Featured Researcher - Hugo Zaragoza
Hugo Zaragoza was 17 when he left his hometown of Barcelona, Spain. It would be another 16 years before he returned for good.
His first destination was Canada, where he earned his engineering degree from the University of Toronto. Next was France, where he was awarded a Ph.D. by the University of Paris for his thesis Dynamic Numerical Learning Methods for Textual Information Access. Zaragoza’s final stop: a six-year stint at Microsoft Research in Cambridge, England, where he worked on machine learning and search ranking functions with one of the fathers of modern Information Retrieval, Stephen Robertson.
But after more than a decade and half living abroad, Zaragoza yearned for home. Plus, the gloomy English weather was fraying his nerves.
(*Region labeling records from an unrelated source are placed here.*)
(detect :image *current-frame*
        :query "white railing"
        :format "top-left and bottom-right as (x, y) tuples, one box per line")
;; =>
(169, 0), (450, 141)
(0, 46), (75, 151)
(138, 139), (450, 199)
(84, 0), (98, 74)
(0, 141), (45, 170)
On a whim, Zaragoza emailed Ricardo Baeza-Yates, who at the time was teaching at the University of Barcelona. Zaragoza had met Baeza-Yates at several industry conferences and was well aware of his reputation as a leading research scientist. He asked Baeza-Yates if perhaps there were any positions for him at the university.
Baeza-Yates responded with an even better offer. He informed Zaragoza he had just been hired by Yahoo! Research to run a new lab in Barcelona—and was looking to build a team of talented scientists. Two months later, in January 2006, Zaragoza packed his bags and returned home a very happy man.
"This was almost like a dream come true," says the 34-year-old Zaragoza, who is now a senior researcher in the Web Mining group. "The second I heard Yahoo! Research was starting a lab in Barcelona, I knew I was interested."
Zaragoza has loved every minute at Yahoo!. Unlike other places, where the Internet is just one of the many things the company does, at Yahoo! it is front and center. "Everyone here is so passionate about search and online content and creating things the world has never seen before," he says.
Zaragoza’s own work at Yahoo! has focused on natural language search. His project, called DeepSearch, is a prototype search engine built to demonstrate some of the capabilities of the Natural Language Retrieval Architecture he and his team are building in Barcelona.
DeepSearch exposes many kinds of "deep" textual information, allowing the search engine to distinguish between, say, a person and a company name, without sacrificing the engine’s typical lightening speed. For example, one can query "Apple" as a fruit or a company. Or, in a sentence like John hit the ball, the search engine would know that John did the hitting, not the ball, so one could query for all the things that John hits or all the people who hit balls.
A search engine that could make these kinds of distinctions would surely enable new kinds of search applications, reasons Zaragoza. "It is already hard to do this kind of fancy representation of text on a small number of documents, but if you want to do it for millions, or billions, it becomes incredibly harder," he says. "Our work is focused on improving linguistic analysis of text, and allowing very fast queries and on a very large scale."
When not shaping the future of search engine technology, Zaragoza enjoys a day at the beach. In fact, his love of the beach was one of the many reasons he returned home. But unlike the typical Barcelona beach bum, he’d rather dive into the water than lounge in the sun. That’s why he heads one hour out of town to the many small, secluded beaches the dot the coastline. "The water is cleaner and I can swim and snorkel all I want," he says.
These days, Zaragoza is feeling right at home. After all, he’s got the perfect job in the perfect city.